Rhabdomyolysis is a dissolution of skeletal muscles causing extravasation of toxic intracellular contents from the myocytes into the circulatory system. It leads to electrolyte disturbances, hypovolemia, and renal failure. The incidence of rhabdomyolysis after cardiac surgery and the impact on prognosis are not known. The purpose of this study was to determine the incidence of rhabdomyolysis, the associated risk factors and to assess the prognostic impact in patients undergoing cardiac surgery.


We performed a prospective, observational study in a tertiary surgical ICU in a university hospital. A total of 200 patients undergoing elective surgery were evaluated. Creatine kinase (CK) samples were collected daily (rhabdomyolysis, CK > 2,500 U/l) as plasma creatinine, CK-MB and troponin. Patients were followed during the ICU stay and clinical outcomes were evaluated. Renal failure was defined as >50% increase in serum creatinine from baseline, and myocardial ischemia as an increase of CK-MB or troponin greater than five times.

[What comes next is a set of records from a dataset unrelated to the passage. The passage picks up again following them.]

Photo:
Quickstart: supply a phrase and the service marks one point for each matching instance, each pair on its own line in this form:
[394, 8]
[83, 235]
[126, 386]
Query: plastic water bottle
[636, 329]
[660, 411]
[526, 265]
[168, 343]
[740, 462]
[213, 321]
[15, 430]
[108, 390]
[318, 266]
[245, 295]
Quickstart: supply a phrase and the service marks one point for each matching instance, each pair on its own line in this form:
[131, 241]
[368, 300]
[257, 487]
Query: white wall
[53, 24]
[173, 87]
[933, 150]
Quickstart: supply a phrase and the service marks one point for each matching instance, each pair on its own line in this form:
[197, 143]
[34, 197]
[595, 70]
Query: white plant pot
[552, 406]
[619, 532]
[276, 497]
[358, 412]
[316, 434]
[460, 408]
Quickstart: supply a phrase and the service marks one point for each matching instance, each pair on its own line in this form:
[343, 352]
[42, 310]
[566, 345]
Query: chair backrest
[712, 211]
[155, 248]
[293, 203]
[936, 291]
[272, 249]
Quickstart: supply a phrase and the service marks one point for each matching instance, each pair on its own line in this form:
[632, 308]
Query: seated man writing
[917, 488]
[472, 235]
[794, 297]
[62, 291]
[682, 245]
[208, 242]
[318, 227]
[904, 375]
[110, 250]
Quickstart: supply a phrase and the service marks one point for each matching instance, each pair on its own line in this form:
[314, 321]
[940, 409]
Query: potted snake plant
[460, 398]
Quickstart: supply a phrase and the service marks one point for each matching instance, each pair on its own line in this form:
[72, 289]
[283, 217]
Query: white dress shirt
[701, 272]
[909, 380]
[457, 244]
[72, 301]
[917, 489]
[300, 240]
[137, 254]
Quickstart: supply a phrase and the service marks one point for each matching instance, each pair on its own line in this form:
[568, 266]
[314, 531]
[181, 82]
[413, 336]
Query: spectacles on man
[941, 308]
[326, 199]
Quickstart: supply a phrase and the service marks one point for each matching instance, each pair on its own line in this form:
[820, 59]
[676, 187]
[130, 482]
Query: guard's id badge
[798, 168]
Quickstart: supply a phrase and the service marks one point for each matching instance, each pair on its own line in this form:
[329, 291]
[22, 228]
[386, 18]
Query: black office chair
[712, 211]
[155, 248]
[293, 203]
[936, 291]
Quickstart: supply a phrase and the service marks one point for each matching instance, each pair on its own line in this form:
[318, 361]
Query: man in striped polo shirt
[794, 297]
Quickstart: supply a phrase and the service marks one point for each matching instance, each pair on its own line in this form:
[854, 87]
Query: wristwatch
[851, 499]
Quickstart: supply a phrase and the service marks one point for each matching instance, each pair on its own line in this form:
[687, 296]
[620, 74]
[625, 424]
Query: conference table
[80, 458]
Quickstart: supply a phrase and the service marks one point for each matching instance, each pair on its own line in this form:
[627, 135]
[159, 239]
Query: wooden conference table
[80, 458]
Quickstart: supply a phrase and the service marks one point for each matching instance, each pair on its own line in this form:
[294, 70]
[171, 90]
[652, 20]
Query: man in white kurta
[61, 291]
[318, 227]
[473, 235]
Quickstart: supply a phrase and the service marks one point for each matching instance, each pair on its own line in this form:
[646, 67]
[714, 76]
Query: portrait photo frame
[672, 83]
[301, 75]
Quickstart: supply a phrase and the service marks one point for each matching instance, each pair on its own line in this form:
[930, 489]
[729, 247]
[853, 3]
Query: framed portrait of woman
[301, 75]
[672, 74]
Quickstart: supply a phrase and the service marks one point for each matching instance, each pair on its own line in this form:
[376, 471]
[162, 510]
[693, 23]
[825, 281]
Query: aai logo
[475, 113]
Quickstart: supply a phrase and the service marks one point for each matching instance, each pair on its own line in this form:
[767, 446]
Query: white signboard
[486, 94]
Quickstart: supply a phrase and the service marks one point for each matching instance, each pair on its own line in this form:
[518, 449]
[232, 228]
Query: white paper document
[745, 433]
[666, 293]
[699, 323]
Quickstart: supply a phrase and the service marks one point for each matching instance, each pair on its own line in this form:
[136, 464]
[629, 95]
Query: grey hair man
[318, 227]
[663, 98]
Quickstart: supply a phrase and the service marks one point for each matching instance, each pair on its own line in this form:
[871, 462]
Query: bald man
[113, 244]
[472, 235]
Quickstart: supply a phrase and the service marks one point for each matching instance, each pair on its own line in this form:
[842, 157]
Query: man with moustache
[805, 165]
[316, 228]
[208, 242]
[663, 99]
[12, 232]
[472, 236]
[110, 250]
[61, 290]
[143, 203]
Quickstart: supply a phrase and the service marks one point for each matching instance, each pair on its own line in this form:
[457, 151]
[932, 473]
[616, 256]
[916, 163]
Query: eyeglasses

Rhabdomyolysis was present in 38 patients (19%). There were no relations between rhabdomyolysis and hypothermia, sex, age, cardioprotection or use of vasoactive drugs. Risk factors were: previous use of statin (P = 0.002), intraoperative hemodynamic instability (P = 0.045), longer duration of surgery (P < 0.001), and longer duration of pump (P < 0.0001). The previous use of statin and a longer duration of surgery were independent predictors of rhabdomyolysis (statin OR = 3.68, 95% CI = 1.38–9.83 and longer duration of surgery (minutes) OR = 1.01, 95% CI = 1.006–1.02). The occurrence of rhabdomyolysis was not associated with higher incidence of renal failure, myocardial ischemia, mortality and longer time of ICU stay.


In this observational study, rhabdomyolysis was a frequent event after cardiac surgery, present most in patients with previous use of statin or who presented hemodynamic instability in the intraoperative period. However, this had no implications with respect to midterm prognosis.